Bond, schmond ... Jack is back!

24redempttThe most efficient secret agent in the world will have just 120 minutes this weekend to avert yet another global calamity in what's being presented as a prelude to the seventh season of "24" in January.

The show hasn't been on the air since May 2007, which means it's been 18 months since Jack Bauer was called to the scene of an instant crisis or had to scream at anybody or was part of a torture scene (either giving or receiving).

That long hiatus, brought about by the Hollywood writers' strike, comes to an end with "24: Redemption," airing 7 p.m. CT Sunday on Fox 4 -- although you can just call it "2."

Filmed mainly in Africa, the two-hour "24: Redemption" does more than reacquaint fans with Bauer, played by the still ruggedly handsome and presumably sober Kiefer Sutherland. (Good thing the show was off the air, otherwise he would've had a hard time serving that 30-day sentence for DUI; he was collared after a Fox network party.)

It also reboots the program, which is a good thing. I'm detecting some pent-up interest among readers in seeing "24" again, but I'm pretty sure that interest would evaporate in a hurry if it started to look like just another season of Jack yelling into phones and CTU dweebs staring into computers and bizarro power struggles at the White House.

Judging from the transitional nature of "24: Redemption," however, the producers seem serious about shaking things up.

Thie program begins nearly four years after season six's end-date, and introduces -- how timely! -- another new presidential administration. We won't have another African-American president; I guess fictional America had enough excitement with the brothers Palmer. Instead, a woman will be taking the oath of office.

Madame President-Elect Taylor (Cherry Jones) is an idealist. We know this because her predecessor, Daniels (Powers Boothe), calls her one. And if anyone knows the definition of an idealist, it's the guy who once convinced his assistant to lie so that he could be named president and launch a nuclear attack.

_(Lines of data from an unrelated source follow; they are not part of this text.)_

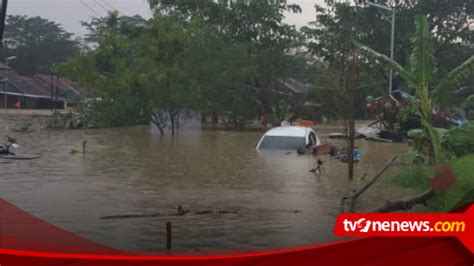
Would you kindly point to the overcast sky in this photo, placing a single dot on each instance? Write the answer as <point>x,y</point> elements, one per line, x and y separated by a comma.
<point>69,13</point>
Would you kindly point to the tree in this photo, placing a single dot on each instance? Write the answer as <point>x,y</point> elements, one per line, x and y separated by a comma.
<point>111,71</point>
<point>37,43</point>
<point>336,88</point>
<point>420,74</point>
<point>254,31</point>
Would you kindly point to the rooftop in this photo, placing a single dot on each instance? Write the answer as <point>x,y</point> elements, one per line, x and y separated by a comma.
<point>288,131</point>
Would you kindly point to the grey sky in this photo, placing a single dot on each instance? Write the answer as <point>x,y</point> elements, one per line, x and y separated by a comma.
<point>69,13</point>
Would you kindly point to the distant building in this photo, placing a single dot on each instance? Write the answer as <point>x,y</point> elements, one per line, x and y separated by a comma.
<point>38,91</point>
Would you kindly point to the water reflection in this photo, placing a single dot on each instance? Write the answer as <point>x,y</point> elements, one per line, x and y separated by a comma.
<point>134,170</point>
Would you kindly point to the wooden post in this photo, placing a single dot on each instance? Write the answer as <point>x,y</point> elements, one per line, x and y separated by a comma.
<point>168,236</point>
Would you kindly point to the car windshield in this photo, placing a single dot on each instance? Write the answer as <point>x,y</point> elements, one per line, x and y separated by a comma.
<point>282,142</point>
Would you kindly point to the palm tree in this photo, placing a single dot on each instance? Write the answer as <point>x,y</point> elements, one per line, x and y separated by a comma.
<point>419,76</point>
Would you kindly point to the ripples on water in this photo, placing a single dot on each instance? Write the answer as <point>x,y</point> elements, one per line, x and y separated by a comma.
<point>134,170</point>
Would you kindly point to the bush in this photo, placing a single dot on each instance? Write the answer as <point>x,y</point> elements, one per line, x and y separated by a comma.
<point>459,141</point>
<point>457,196</point>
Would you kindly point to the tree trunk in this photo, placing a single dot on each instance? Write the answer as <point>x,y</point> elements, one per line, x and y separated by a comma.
<point>173,122</point>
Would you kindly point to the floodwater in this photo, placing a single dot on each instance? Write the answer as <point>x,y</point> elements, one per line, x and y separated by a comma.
<point>134,170</point>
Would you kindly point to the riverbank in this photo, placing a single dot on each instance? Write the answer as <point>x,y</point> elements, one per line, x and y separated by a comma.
<point>457,196</point>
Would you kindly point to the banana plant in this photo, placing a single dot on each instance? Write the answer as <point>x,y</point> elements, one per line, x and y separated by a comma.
<point>419,76</point>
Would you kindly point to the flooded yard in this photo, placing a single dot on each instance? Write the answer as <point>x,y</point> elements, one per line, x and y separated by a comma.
<point>134,170</point>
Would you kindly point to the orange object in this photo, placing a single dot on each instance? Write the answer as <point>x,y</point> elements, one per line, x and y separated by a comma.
<point>306,123</point>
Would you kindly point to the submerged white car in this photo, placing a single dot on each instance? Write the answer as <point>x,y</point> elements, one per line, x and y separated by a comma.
<point>289,138</point>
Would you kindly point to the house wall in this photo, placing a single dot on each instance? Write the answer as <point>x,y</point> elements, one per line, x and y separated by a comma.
<point>29,103</point>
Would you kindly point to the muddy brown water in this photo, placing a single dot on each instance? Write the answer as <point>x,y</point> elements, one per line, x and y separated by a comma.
<point>134,170</point>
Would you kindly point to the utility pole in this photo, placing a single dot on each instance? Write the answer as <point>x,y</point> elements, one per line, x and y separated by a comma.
<point>3,15</point>
<point>392,38</point>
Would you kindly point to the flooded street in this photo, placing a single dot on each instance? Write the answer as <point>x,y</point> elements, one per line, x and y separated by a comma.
<point>134,170</point>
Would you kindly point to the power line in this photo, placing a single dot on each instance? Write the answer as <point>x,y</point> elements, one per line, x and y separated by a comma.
<point>90,8</point>
<point>101,6</point>
<point>109,5</point>
<point>112,7</point>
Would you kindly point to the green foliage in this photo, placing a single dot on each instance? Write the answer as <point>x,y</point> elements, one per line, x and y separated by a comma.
<point>457,196</point>
<point>469,103</point>
<point>419,76</point>
<point>459,141</point>
<point>37,43</point>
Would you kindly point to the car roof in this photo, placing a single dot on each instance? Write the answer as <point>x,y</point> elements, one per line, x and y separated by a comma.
<point>289,131</point>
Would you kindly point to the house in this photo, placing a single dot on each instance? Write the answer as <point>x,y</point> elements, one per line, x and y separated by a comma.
<point>38,91</point>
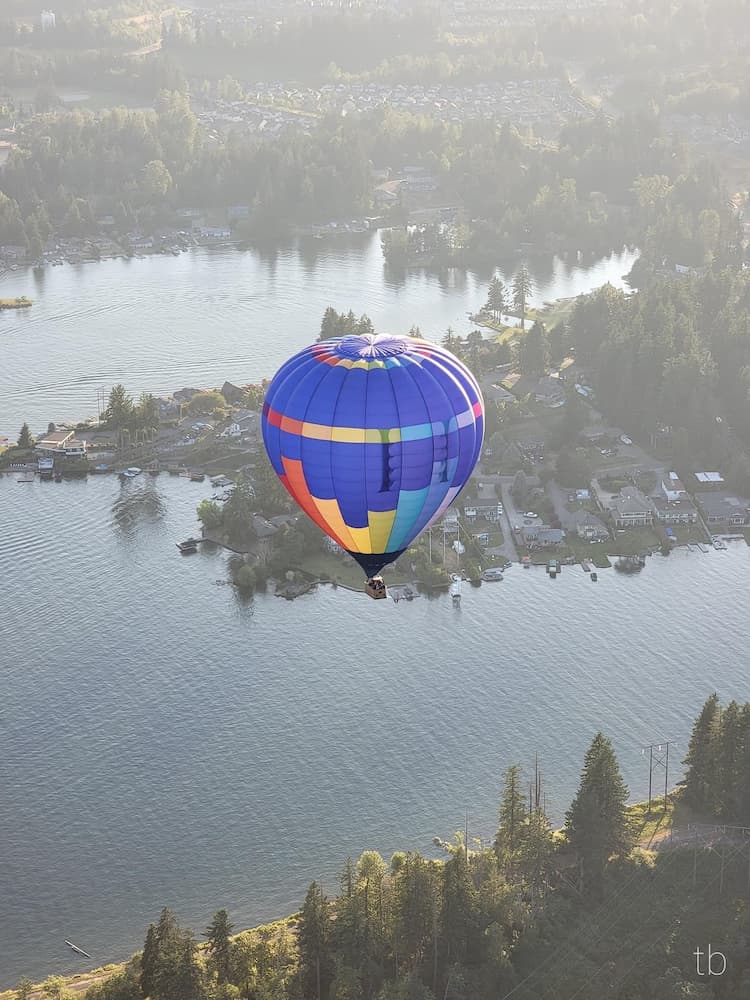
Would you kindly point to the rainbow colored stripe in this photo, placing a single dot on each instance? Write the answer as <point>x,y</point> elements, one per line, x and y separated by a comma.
<point>374,437</point>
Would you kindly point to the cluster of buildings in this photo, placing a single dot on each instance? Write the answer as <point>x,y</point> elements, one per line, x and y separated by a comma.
<point>733,132</point>
<point>671,504</point>
<point>546,101</point>
<point>258,117</point>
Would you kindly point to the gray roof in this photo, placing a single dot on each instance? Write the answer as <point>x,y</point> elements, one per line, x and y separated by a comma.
<point>717,504</point>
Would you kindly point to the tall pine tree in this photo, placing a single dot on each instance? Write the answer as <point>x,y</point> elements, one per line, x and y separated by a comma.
<point>700,759</point>
<point>220,946</point>
<point>597,822</point>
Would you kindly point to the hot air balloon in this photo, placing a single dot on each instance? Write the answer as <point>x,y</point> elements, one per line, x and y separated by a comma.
<point>374,436</point>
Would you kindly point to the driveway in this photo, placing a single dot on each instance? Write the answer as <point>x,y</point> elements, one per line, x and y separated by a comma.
<point>508,548</point>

Even before she's sworn in, Taylor swears to Daniels that she will take measures to avert a coup in Sengala, an African country so obscure that, in real life, it doesn't exist. Daniels tries to talk sense into her, saying it is a nation "not worth protecting ... (with) no natural resources ... nothing that threatens our national security."

True. But Sengala has one thing no other country in the world has right now: J. Bauer, rogue spy.

It's not clear why Jack is on the run, or why the U.S. government wants him back so badly that it flew Gil Bellows to Africa to serve him a subpoena. But you have to agree that's some commitment. For some reason, Bellows' character wears ugly black David Paymer glasses and sweats like he has malaria. When he finally reaches Jack, he raises his hand with the document -- whereupon Bauer, going on reflex, nearly breaks his arm.

But even if Dog the Bounty Hunter and his scary wife were sent on that mission, I doubt they'd fare any better. Our hero has no intention of returning stateside. In fact, he's enjoying seeing the world and catching up with old friends like Carl (Robert Carlyle), who runs a school for young Sengala-ese boys in a remote area of that war-torn country.

It doesn't take a screenwriter to know where this is headed: Jack's going to be caught up in some intrigue involving his host country, the U.S. and these lost boys that will take on personal and emotional meaning for him. Think locally, avert war globally - that's the "24" credo.

If it sounds like I'm making fun of "24," it's because I'm convinced the producers have embraced its campiness. This is the program that still insists, with a straight face, that everything we see is taking place "in real time."

My impression is only reinforced by the fact that two more comic actors have joined funnywoman Mary-Lynn Rajskub in the cast for season seven. Janeane Garofalo will play an FBI agent and sitcom grump Kurtwood Smith (currently the ever-tormented father on CBS's "Worst Week") gets to play a U.S. senator. What's next -- Al Franken as defense secretary?